親
葵は、祐樹に呼ばれた。仕事中に携帯が鳴り、休憩を装って、電話に出た。そしてすぐさま二人で面談をすることになった。現場を別の社員に任せ、葵は仕事を抜け出し、そして祐樹と面談をした。
「なんで呼ばれたかわかっているよね?」
祐樹はどこか微笑ましくどこか笑っているようにも見えた。怒っているように見えなかった。祐樹は落ち着いていた。祐樹とは歳の差が13歳ほど離れており、葵には祐樹がとても大人に見えた。そして、祐樹と1時間ほどの面談をし、会話を進ませた。子供に対する想い、情熱、そして現在の家庭の状態などを面談を通して祐樹から聞いた。祐樹は自分の感情論より、まずは子供の事を優先して考えを進めている。そして、みどりに対しても、お互いの親としての考えの不一致を感じていると言った。自分の事よりも、子供に対してもっと誠実な対応をしてほしかったと。自分がみどりに裏切られた事に対して、それ以降なにも追及しなかった。そして、不倫行為を行っていた葵に対し、今回もまたお咎めがなかった。誓約書を書き、みどりとはもう関係を結ばない事を約束し、それで面談は終わった。
親になるという事はこういうことなんだと感じた。自分の感情は後回しに、自分の愛する人、そして守っていかなければならないものを優先して考えていかなければいけないと。
自分はここまでに自覚はあるのか。どこまで本気なのか。命をかけて身を捧げる事ができるのか。裏切られても、尚、愛する物の為に身を犠牲にする事ができるのか。みどりと一緒になるという事は、みどりを幸せにするだけでは足りない。親になるという事は、これほどまでに大きい物なのかと感じた。
葵とみどりはそれ以来、会っていない。祐樹の大人としての対応、そして親としての誠実さを知り、祐樹が命をかけて守っていかなければならないものを知った。葵はそれを壊す事が出来なかった。
「 みどり。僕は、君のおかげで、人を心から愛する事を知ったよ。そして愛される喜びを知った。
今まで、自分の人に対する想い方は独りよがりな物だった。

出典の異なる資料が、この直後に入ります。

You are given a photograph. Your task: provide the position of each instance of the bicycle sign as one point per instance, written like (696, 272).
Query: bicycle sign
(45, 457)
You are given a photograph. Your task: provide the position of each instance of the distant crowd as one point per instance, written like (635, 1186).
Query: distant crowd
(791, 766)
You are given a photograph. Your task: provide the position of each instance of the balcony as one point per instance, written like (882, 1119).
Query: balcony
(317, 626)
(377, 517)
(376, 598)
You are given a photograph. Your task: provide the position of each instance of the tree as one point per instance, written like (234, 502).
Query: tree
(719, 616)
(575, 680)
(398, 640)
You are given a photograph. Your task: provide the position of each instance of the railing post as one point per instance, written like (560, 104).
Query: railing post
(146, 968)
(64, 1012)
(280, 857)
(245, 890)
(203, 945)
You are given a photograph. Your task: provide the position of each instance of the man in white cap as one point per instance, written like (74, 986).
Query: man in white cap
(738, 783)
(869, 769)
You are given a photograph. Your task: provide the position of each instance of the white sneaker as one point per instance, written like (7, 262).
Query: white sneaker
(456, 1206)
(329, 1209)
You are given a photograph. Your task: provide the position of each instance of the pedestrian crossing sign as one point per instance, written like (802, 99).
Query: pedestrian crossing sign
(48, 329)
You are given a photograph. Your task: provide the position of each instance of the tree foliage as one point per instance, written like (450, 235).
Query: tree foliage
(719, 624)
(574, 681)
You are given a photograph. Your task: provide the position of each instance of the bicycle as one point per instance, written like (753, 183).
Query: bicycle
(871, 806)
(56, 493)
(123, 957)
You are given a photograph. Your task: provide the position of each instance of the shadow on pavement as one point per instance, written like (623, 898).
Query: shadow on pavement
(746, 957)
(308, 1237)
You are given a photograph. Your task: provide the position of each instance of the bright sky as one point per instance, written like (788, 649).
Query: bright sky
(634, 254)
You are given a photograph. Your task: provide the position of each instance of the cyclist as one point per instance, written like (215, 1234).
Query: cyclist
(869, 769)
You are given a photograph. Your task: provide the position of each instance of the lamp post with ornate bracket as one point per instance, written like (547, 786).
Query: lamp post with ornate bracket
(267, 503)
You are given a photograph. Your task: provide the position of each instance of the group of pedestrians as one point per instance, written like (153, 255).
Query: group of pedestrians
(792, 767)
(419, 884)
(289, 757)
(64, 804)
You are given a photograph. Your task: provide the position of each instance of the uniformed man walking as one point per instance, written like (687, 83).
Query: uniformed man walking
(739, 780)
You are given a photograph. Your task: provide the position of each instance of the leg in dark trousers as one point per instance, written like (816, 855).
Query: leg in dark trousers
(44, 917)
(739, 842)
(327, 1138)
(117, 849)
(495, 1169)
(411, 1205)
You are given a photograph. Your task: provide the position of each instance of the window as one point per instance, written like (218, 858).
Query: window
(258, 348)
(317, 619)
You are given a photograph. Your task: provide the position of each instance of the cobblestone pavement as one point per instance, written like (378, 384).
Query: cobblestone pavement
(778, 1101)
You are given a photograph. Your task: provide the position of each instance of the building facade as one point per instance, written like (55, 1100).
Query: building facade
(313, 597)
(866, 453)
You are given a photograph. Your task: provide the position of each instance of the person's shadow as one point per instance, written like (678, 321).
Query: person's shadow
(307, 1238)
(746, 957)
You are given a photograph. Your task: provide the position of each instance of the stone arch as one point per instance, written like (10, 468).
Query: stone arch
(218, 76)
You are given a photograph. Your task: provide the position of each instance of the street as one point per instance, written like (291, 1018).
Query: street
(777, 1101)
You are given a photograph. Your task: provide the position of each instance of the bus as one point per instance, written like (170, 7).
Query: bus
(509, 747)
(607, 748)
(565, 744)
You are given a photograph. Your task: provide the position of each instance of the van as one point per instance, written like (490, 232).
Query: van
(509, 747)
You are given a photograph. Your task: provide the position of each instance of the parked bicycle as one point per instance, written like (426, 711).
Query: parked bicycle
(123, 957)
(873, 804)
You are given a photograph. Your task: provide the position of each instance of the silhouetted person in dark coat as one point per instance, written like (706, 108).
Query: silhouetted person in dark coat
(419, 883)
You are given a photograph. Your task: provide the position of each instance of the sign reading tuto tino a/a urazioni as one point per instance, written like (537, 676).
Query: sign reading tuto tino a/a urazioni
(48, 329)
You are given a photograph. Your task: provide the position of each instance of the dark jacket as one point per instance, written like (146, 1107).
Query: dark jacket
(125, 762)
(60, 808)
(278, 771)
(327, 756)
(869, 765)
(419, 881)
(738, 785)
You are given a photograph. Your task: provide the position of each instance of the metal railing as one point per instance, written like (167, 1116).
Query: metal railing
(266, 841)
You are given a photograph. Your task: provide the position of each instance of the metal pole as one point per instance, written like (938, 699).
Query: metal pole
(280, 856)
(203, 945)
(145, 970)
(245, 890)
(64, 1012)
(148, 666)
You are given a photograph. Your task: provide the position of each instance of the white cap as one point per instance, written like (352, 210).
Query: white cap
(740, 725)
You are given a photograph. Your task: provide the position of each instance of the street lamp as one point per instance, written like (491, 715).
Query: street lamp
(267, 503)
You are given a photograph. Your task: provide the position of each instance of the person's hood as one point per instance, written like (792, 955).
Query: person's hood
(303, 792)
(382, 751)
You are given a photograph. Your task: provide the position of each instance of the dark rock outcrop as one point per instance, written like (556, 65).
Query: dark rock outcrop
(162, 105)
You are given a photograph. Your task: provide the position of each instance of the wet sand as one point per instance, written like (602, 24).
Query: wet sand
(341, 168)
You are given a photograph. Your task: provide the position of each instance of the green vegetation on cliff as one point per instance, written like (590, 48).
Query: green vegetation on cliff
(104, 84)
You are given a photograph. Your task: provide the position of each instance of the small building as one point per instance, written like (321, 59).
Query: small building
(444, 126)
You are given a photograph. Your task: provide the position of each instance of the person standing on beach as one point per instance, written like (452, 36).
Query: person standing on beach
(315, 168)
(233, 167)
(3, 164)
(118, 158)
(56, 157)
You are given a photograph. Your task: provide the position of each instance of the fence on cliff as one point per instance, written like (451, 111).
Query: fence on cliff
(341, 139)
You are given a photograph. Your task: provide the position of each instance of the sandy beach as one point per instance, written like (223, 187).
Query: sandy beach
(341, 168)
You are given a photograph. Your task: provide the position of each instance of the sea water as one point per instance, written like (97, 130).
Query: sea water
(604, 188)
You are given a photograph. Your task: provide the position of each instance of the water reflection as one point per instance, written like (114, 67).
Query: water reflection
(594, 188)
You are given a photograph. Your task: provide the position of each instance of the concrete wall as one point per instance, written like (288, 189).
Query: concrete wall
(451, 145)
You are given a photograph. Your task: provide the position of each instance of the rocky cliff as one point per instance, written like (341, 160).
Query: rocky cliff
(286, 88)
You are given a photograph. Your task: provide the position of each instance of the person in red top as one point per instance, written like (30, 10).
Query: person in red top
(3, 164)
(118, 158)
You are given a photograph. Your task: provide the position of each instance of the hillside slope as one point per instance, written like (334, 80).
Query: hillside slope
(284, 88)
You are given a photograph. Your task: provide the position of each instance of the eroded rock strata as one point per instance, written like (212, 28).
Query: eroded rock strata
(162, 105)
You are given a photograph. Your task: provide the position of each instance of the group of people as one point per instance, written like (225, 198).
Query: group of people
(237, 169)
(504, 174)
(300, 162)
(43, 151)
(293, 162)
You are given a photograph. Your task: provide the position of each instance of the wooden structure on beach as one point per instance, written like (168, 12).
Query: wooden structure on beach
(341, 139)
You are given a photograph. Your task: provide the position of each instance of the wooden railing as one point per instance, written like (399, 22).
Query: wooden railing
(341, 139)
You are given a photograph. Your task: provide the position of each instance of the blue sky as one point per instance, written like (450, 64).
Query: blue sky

自分だけが気持ちよく、清々しくなればいいと思っていた。だけどみどりを知ってから、人のためになにができるかを考えるようになったんだ。それが真心であり、愛だと君から教わった。
みどりを心から愛している。
みどりを忘れる事なんてできない。一生僕の心にみどりは残り続ける。そんな
恋を知り、そして愛が残ったんだ。真心を込めて、君の幸せを永遠と願っている。」
この文をみどりに送り、
葵は今もまだ、みどりを想い続け、この愛の結末を待ち焦がれている。